I mean in the amount of energy it has and in its size. That which is observable is apparently only a sub-universe. It seems to be limited only by physical laws, but even those laws could be different in other sub-universes.
I don't know about any differences. Particle physicists don't have much of an opinion on gravity and on uniting gravity with the other forces.
A proton and neutron can still have three quarks each with some of them being matter quarks and others being antimatter quarks. The strong and weak forces can be manifestations of gravity and electromagnetism at short scales, and electromagnetism could be a manifestation of gravity and anti-gravity, but particle physicists generally do not concern themselves with such ideas.
I can't make the "antimatter has antigravity" idea work easily. The motivation is that when you collide a massive hadron with its anti-twin you can get nothing but photons and vice-versa. Each half produces the same thing.
Morrison's argument is appealing. I mean why should gravity attract something that is 1/2 matter and 1/2 antimatter if it is supposed to have zero relativistic mass here? I guess the acceleration-deceleration energy required to reattain zero relativistic mass (or at least zero kinetic energy) at a further distance is the thermo 2nd-law problem with the conservation violation alleged by Morrison.
All the mesons and bosons are 1/2 matter and 1/2 antimatter, I think, but they can have zero (massless bosons) or non-zero rest mass (mesons, composite bosons).
I've often suggested that orbiting photons should have a rest mass, and that's what seems to complicate things for me when trying to rule out antimatter antigravity.

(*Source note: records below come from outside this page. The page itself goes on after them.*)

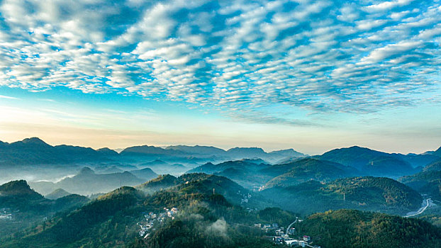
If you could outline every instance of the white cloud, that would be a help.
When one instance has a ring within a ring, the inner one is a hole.
[[[439,83],[441,7],[409,4],[4,1],[0,85],[373,111]]]

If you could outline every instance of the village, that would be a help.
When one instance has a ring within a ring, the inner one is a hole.
[[[12,220],[12,213],[9,208],[0,209],[0,220]]]
[[[296,220],[294,223],[297,221],[301,222],[301,220]],[[292,237],[296,235],[296,228],[291,227],[291,225],[292,224],[286,228],[286,231],[283,227],[279,227],[279,224],[277,223],[272,223],[271,225],[257,223],[255,224],[255,227],[260,228],[267,233],[274,235],[272,236],[267,236],[267,237],[272,240],[276,244],[286,244],[290,247],[320,248],[318,245],[313,245],[310,236],[303,235],[297,239]]]
[[[150,235],[150,231],[155,230],[154,226],[164,223],[167,218],[174,220],[177,213],[178,209],[177,208],[172,208],[171,209],[164,208],[164,211],[162,213],[157,214],[150,212],[148,214],[144,215],[145,220],[136,223],[141,228],[139,231],[140,236],[144,237],[145,239],[148,238]]]

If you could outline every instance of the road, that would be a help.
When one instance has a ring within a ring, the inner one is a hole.
[[[289,224],[289,225],[288,226],[288,228],[286,228],[286,232],[285,232],[286,234],[288,234],[288,233],[289,233],[289,232],[288,232],[288,231],[289,230],[289,228],[291,228],[291,227],[293,225],[294,225],[294,224],[297,222],[297,220],[298,220],[298,217],[296,217],[296,220],[294,220],[294,222],[292,222],[292,223]]]
[[[416,212],[411,212],[411,213],[408,213],[407,215],[405,215],[403,217],[412,217],[412,216],[415,216],[415,215],[418,215],[419,214],[421,214],[423,212],[425,211],[425,210],[429,207],[429,205],[430,205],[430,202],[432,201],[432,199],[428,198],[428,199],[425,199],[425,205],[422,207],[421,208],[418,209],[418,211]]]

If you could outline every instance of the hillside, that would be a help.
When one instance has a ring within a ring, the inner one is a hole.
[[[62,188],[57,188],[52,192],[45,195],[45,197],[48,199],[56,200],[56,199],[58,199],[59,198],[69,196],[70,194],[71,194],[70,193],[66,191],[65,190]]]
[[[268,181],[264,186],[264,188],[287,187],[309,180],[329,181],[338,178],[353,176],[357,174],[353,167],[313,158],[302,159],[289,164],[277,164],[267,170],[281,171],[281,168],[284,168],[284,171],[286,169],[284,168],[290,169],[287,172]]]
[[[52,146],[38,137],[12,143],[2,142],[0,145],[0,164],[2,167],[108,161],[108,157],[114,156],[118,156],[118,154],[112,153],[110,150],[96,151],[72,145]]]
[[[135,175],[136,177],[143,179],[144,181],[149,181],[152,179],[157,177],[157,174],[155,173],[150,168],[144,168],[142,169],[136,169],[130,171],[131,174]]]
[[[440,247],[441,229],[425,221],[353,210],[330,210],[296,223],[298,234],[326,248]]]
[[[160,175],[158,177],[137,186],[136,188],[147,193],[153,193],[157,191],[166,189],[177,185],[177,178],[169,175]]]
[[[0,219],[0,238],[30,227],[45,217],[79,207],[89,201],[86,197],[71,195],[56,201],[45,198],[24,180],[0,186],[0,210],[6,210],[11,220]]]
[[[412,155],[413,157],[417,155]],[[415,173],[417,170],[408,162],[403,159],[403,156],[357,146],[335,149],[316,157],[355,167],[364,174],[370,176],[396,176],[409,175]],[[416,167],[417,166],[420,166],[420,164],[414,164],[414,167]]]
[[[0,239],[0,247],[273,247],[264,238],[268,233],[254,224],[275,222],[286,227],[296,220],[296,215],[275,208],[249,211],[221,194],[213,194],[210,188],[218,187],[216,192],[237,189],[238,186],[228,179],[191,174],[179,180],[184,183],[148,196],[131,187],[120,188],[18,232],[14,239]],[[140,236],[139,224],[145,223],[145,215],[173,207],[177,208],[173,218],[155,220],[154,228],[146,231],[148,235]],[[425,221],[350,210],[314,214],[294,227],[295,236],[310,235],[311,244],[323,247],[406,247],[408,244],[435,247],[441,239],[440,229]]]
[[[150,194],[167,189],[210,194],[214,189],[216,193],[223,195],[235,205],[257,208],[270,205],[259,193],[252,192],[226,177],[203,173],[185,174],[177,178],[162,175],[136,188]]]
[[[415,191],[441,201],[441,170],[422,171],[398,181]]]
[[[247,188],[258,188],[272,177],[258,172],[270,167],[269,164],[262,163],[262,159],[244,159],[217,164],[206,163],[189,170],[187,173],[213,174],[225,176]]]
[[[419,193],[401,183],[372,176],[323,184],[309,181],[289,187],[269,188],[261,193],[282,208],[303,214],[340,208],[405,214],[419,208],[423,201]]]
[[[441,158],[428,164],[423,170],[425,171],[441,171]]]
[[[260,230],[244,232],[247,228],[243,230],[244,227],[234,224],[252,225],[259,221],[268,222],[270,220],[267,219],[269,215],[266,212],[258,217],[232,205],[222,195],[213,194],[211,191],[206,193],[207,187],[229,186],[216,176],[190,174],[182,179],[185,180],[192,183],[184,183],[147,196],[131,187],[118,188],[77,210],[48,220],[37,228],[18,233],[18,238],[4,240],[0,242],[0,247],[103,244],[137,247],[272,246],[269,241],[262,239]],[[220,188],[218,189],[222,191]],[[166,218],[162,223],[157,222],[155,230],[150,231],[149,238],[140,237],[137,223],[145,221],[145,213],[159,213],[164,211],[164,208],[172,207],[179,209],[174,219]],[[284,223],[294,218],[284,211],[269,212],[287,218]],[[213,227],[217,226],[220,227]]]
[[[135,186],[145,180],[136,177],[128,171],[99,174],[89,167],[84,167],[72,177],[67,177],[57,183],[30,182],[30,186],[43,194],[61,188],[80,195],[108,192],[121,186]]]

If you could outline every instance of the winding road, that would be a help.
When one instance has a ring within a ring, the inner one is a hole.
[[[429,207],[429,205],[430,205],[430,203],[432,203],[432,199],[431,198],[428,198],[428,199],[425,199],[425,205],[423,207],[421,207],[421,208],[418,209],[418,211],[416,212],[410,212],[407,213],[407,215],[404,215],[403,217],[407,218],[407,217],[412,217],[412,216],[415,216],[415,215],[418,215],[419,214],[423,213],[423,212],[425,211],[425,210]]]
[[[297,222],[297,220],[298,220],[298,217],[296,217],[296,220],[294,220],[294,222],[289,224],[289,225],[288,226],[288,228],[286,228],[286,232],[285,232],[286,234],[289,233],[288,231],[289,230],[289,228],[291,228],[291,227]]]

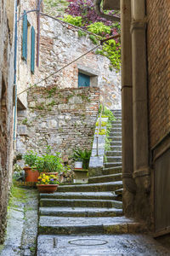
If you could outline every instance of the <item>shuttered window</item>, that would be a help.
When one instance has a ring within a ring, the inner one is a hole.
[[[90,77],[79,73],[78,73],[78,87],[88,87],[90,86]]]
[[[24,11],[26,14],[26,11]],[[25,61],[27,60],[27,15],[23,17],[23,29],[22,29],[22,57]]]
[[[34,73],[35,69],[35,29],[31,27],[31,71]]]

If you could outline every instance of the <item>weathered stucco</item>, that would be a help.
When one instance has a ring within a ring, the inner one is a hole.
[[[0,243],[3,241],[13,160],[14,1],[0,2]]]

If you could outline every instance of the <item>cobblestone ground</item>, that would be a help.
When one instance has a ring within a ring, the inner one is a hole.
[[[170,251],[143,235],[40,236],[37,256],[164,256]]]
[[[9,204],[5,243],[1,256],[164,256],[170,255],[145,235],[39,236],[37,192],[16,189]]]
[[[38,222],[38,194],[36,189],[14,188],[9,201],[8,226],[1,256],[36,255]]]

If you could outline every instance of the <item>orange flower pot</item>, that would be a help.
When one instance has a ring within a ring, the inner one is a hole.
[[[39,177],[39,172],[37,170],[32,170],[30,167],[24,167],[26,182],[28,183],[37,183],[37,178]]]
[[[57,190],[59,184],[37,184],[40,193],[54,193]]]

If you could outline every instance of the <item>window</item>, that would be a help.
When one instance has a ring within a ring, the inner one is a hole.
[[[90,76],[82,73],[78,73],[78,87],[89,87],[90,86]]]

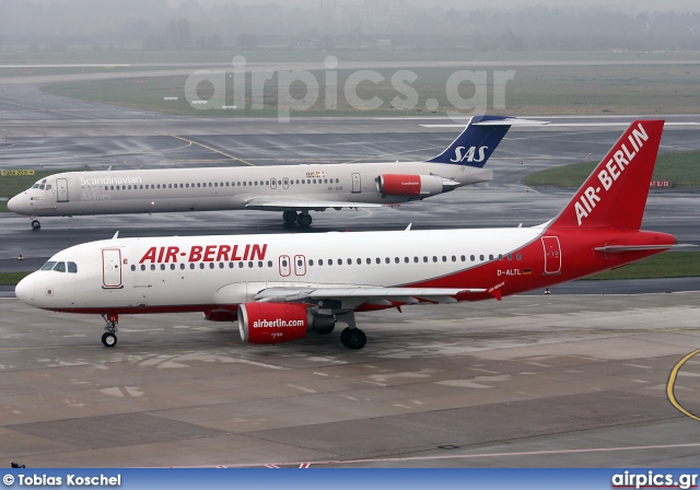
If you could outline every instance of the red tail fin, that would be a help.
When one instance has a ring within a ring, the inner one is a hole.
[[[663,120],[632,122],[549,229],[639,230],[663,129]]]

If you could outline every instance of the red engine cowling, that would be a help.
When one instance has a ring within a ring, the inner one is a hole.
[[[443,178],[435,175],[384,174],[376,178],[376,189],[387,196],[433,196],[443,192]]]
[[[212,310],[202,312],[201,316],[209,322],[235,322],[237,319],[236,312],[231,310]]]
[[[280,343],[303,339],[313,317],[299,303],[244,303],[238,305],[241,340],[248,343]]]

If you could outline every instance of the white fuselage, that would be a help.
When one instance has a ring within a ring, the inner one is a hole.
[[[14,197],[11,210],[32,217],[212,211],[323,210],[352,203],[396,205],[424,196],[377,190],[383,174],[435,175],[459,185],[492,172],[429,162],[276,165],[68,172]]]
[[[441,288],[488,288],[528,269],[541,276],[541,245],[511,255],[541,233],[521,228],[108,240],[56,254],[50,261],[74,262],[77,272],[34,272],[18,295],[48,310],[145,313],[232,306],[276,285],[435,281]],[[489,262],[487,275],[460,283],[458,272]]]

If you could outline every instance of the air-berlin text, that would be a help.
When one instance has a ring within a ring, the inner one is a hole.
[[[219,262],[234,260],[262,260],[267,253],[267,244],[245,245],[192,245],[189,249],[180,249],[177,246],[151,247],[139,264],[143,262]]]
[[[579,226],[584,218],[593,212],[596,203],[600,201],[598,194],[600,190],[610,190],[615,182],[622,175],[622,172],[632,163],[637,153],[644,145],[644,141],[649,140],[646,130],[640,122],[635,129],[632,129],[632,133],[627,137],[630,148],[628,148],[628,141],[620,144],[620,147],[612,153],[603,170],[598,172],[598,180],[603,188],[588,186],[583,190],[583,194],[579,197],[579,200],[574,203],[576,211],[576,219],[579,220]]]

Photons are bosons (force carriers), of course. Light evidently doesn't distinguish between matter and antimatter. The photon is supposedly its own antiparticle, which fits in with it being 50/50 matter-antimatter. The hadrons are mostly quarks though (3 of them), and they're either all matter or all antimatter. I want to look at each quark as 1/2 matter and antimatter, to build them out of bosons that gyrate such that the matter part is either exposed or covered.